Xref: utzoo comp.lang.c:26952 comp.lang.misc:4474
Path: utzoo!utgpu!news-server.csri.toronto.edu!mailrus!cs.utexas.edu!yale!cmcl2!lanl!lambda!jlg
From: jlg@lambda.UUCP (Jim Giles)
Newsgroups: comp.lang.c,comp.lang.misc
Subject: Re: function calls
Message-ID: <14271@lambda.UUCP>
Date: 15 Mar 90 23:45:56 GMT
References: <23113@mimsy.umd.edu>
Lines: 51

From article <23113@mimsy.umd.edu>, by chris@mimsy.umd.edu (Chris Torek):
> [... 'caller-save' vs. 'callee-save' registers ...]
> As shown above, this is no longer true.  If the leaf uses a `large'
> number of registers (more than are available as temporary computation
> registers in non-leaf routines), this statement holds; if not, the
> fact that the routine is a leaf makes the registers `free'.
> 
> (Of course, callers that use lots of registers, and store things in
> the temporary registers, must spill those registers on subroutine
> calls.  This may be what Jim Giles meant all along.  Perhaps someone
> at MIPS can post statistics as to how often this is the case.)

This is exactly what I meant.  The Cray system has a similar mechanism
(and, in fact they even have special types of 'leaf' procedures called
'baselevel' routines).  The problem is that the 'caller' routine still
needs to save 'live' values around calls because the registers assigned
to the 'callee' are nearly always in use.

When I write in assembly, I tend to use all the registers I can in order
to avoid the memory overhead - memory costs about a dozen clocks per
reference while transfers to the temp regs only costs one.  Even with
memory pipelined and running in parallel with other functional units,
this extra delay is expensive.  If I were writing a compiler, I would
be similarly greedy with the registers for generated code.
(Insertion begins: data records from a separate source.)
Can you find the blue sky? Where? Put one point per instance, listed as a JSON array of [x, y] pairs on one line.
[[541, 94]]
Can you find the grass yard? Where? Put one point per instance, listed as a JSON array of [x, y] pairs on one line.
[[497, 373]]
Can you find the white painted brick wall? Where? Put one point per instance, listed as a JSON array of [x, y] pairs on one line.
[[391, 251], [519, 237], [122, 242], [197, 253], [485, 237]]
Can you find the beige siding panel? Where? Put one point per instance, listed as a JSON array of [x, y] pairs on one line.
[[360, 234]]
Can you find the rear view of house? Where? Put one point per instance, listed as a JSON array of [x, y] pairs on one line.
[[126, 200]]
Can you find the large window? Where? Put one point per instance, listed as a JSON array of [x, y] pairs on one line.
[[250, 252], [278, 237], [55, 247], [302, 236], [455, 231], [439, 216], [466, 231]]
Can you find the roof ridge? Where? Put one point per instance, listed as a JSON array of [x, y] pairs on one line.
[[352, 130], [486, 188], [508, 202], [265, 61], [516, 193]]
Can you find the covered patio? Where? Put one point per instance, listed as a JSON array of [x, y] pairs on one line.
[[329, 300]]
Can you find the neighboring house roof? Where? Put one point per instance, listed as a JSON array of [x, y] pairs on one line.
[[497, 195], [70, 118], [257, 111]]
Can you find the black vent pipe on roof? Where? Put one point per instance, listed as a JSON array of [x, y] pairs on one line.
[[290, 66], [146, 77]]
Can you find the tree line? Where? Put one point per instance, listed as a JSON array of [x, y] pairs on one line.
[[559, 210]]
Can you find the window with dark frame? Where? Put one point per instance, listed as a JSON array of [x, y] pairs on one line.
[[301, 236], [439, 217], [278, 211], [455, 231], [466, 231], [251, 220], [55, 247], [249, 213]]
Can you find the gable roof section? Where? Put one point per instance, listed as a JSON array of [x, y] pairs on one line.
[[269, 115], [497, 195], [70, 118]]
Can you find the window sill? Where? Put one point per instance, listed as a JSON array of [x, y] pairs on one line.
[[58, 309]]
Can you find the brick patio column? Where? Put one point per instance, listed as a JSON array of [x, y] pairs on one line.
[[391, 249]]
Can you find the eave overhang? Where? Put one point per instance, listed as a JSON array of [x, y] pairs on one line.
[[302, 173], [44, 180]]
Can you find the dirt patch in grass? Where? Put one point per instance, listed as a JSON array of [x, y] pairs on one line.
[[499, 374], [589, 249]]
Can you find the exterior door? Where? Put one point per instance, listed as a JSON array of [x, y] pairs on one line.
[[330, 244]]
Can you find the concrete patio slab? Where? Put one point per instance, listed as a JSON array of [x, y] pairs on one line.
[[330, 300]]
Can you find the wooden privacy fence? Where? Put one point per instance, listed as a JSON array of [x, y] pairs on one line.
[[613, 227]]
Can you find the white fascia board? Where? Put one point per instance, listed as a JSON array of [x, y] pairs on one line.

All this trouble could be avoided if the register use of the 'callee'
were known in advance.  Then the code generator for the 'caller' could
do register scheduling with this extra information in mind.  Still
causes problems if the 'callee' uses a _lot_ of registers, but it's
better than nothing.  Of course, the best deal (if speed were para-
mount) would be to 'inline' the 'callee' completely.  Then the register
scheduling would take place across the call boundary (and the save/
restore could be hidden better under pipelining).

> [...]
> The only problem with this last statement (`interprocedural analysis
> cannot be done due to separate compilation') is that someone already
> does it---namely, MIPS do it at the highest compilation level.  Again,
> one does it by cheating: `compile' to `Ucode', an intermediate level
> code that is neither source nor object.  When `linking' the Ucode,
> put everything together, do global flow analysis, optimise, and then
> generate machine code.

I've often thought that code generation should be done by the loader for
this very reason.  Both inlining and regester scheduling across calls
would be improvements that would be worth the loader slowdown.  In
addition, the compile step would be considerably faster.  This means
that syntax checking would be a breeze (a common use of the compiler,
like it or not, is as a form of 'lint' - at least for non-C languages).

J. Giles